Por um conjunto de circunstâncias que aqui não posso enumerar (mas recomendo a leitura de The Nine – Inside the Secret World of the Supreme Court, de Jeffrey Tobin, um livro excelente que nos dá uma ideia vívida e precisa de como aquela instituição funciona intra muros), o Supremo Tribunal encontra-se praticamente dividido entre dois blocos, conservador e liberal. Para isto, muito contribuiu, como seria de esperar, Georges Bush filho, quer ao nomear John Roberts (sentado, ao meio, na fotografia ao lado) para Chief Justice – ou seja, em termos europeus, Presidente do Tribunal –, quer ao escolher um dos juízes mais reaccionários que alguma vez ocuparam um lugar na hierarquia judicial americana, Samuel Alito (em pé, adequadamente, na extrema-direita da fotografia). Georges Bush pai, quando Presidente, também tem uma grande quota-parte de responsabilidade pelo actual estado de coisas.
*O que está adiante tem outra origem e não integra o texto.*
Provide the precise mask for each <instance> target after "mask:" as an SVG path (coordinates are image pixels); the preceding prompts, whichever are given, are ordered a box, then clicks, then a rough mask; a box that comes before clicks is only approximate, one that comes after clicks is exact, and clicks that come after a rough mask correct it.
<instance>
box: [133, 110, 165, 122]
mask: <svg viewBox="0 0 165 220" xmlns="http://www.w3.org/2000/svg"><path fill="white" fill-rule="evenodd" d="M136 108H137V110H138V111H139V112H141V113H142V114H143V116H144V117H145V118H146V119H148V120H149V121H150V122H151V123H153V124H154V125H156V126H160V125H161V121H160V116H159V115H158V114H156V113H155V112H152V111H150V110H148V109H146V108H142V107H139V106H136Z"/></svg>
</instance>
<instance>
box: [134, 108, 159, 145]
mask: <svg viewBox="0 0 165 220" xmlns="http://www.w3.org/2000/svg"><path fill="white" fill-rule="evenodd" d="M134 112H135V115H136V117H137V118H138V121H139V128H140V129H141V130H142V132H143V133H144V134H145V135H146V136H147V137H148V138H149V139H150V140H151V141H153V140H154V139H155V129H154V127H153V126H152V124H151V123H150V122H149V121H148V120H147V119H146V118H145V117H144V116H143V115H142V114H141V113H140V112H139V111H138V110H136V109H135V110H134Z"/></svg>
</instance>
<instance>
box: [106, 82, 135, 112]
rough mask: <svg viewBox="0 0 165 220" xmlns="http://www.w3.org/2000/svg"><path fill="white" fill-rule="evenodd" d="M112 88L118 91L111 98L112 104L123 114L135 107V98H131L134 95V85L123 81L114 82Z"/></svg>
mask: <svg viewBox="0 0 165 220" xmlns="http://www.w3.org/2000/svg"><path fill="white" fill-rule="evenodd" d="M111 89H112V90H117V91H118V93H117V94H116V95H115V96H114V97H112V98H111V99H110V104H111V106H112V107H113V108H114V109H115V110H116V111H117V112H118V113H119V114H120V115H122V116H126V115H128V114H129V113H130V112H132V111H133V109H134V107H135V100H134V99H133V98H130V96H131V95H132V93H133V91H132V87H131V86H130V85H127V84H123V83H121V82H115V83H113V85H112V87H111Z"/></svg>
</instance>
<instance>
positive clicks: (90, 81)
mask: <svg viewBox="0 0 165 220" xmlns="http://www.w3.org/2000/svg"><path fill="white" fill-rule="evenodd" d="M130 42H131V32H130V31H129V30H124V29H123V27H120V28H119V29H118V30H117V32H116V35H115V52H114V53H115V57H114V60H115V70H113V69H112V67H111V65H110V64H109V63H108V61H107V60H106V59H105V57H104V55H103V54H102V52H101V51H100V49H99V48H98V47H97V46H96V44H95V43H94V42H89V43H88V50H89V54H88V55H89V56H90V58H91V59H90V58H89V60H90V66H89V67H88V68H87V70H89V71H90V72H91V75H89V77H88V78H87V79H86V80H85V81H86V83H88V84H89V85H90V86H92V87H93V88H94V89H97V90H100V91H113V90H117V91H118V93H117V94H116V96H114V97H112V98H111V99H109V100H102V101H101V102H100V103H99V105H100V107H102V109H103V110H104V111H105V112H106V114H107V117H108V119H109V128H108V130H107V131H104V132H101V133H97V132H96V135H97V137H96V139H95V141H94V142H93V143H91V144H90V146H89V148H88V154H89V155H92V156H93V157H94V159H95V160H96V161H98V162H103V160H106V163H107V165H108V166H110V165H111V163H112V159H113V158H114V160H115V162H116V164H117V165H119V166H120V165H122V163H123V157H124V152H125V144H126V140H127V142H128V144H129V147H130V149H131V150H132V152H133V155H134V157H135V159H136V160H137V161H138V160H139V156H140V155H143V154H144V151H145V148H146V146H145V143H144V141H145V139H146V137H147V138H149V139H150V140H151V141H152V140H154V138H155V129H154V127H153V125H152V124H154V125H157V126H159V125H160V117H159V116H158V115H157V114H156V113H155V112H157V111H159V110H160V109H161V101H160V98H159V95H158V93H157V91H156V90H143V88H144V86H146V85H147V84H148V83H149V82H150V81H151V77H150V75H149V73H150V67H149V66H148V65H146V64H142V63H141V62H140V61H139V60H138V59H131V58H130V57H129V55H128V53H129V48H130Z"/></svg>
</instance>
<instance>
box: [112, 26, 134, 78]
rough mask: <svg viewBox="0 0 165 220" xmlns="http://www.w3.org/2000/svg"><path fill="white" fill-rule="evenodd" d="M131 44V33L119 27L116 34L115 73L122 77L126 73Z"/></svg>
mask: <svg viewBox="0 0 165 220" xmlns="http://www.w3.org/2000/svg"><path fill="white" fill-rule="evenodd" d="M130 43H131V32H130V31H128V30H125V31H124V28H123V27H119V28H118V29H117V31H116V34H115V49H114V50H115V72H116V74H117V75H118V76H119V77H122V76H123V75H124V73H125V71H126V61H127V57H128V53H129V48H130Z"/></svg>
Com efeito, quando Thurgood Marshall, o primeiro juiz negro, o homem que, enquanto advogado, apresentou as alegações no célebre processo Brown v. Board, em cuja decisão o Supreme Court que declarou inconstitucional a segregação racial nas escolas, pondo fim à hipocrisia do separate but equal (que, em nota de pé de página, a África do Sul, nos tempos do apartheid, também mentirosamente proclamava), o primeiro dos Bush propôs para o substituir Clarence Thomas (fácil de identificar na fotografia), cuja única qualificação para o posto era a de ser o negro mais conservador do sistema judicial – porque, para substituir Marshall, era politicamente necessário nomear um afro-americano embora o próprio Marshall tivesse afirmado, quando se reformou, que a cor da pele era menos importante do que a orientação política e judicial. A confirmação de Thomas pelo Congresso foi, aliás, rodeada por um enorme escândalo quando Anita Hill, uma sua antiga colaboradora, o acusou de assédio sexual (diga-se porém, em abono da verdade, que estas acusações nunca foram provadas e que, no livro de Toobin, este juíz aparece sob uma luz mais simpática do que é habitual.) O último elemento da ala conservadora é, talvez, o mais formidável de todos, pelo menos do ponto de vista intelectual (a sua arrogância e o seu carácter de «cavaleiro solitário» têm-no, ainda segundo Toobin, impedido de desempenhar um papel mais importante no funcionamento do Tribunal): trata-se de Antonin Scalia (sentado à esquerda de Roberts, à direita na fotografia), que defende uma interpretação estritamente historicista da Constituição.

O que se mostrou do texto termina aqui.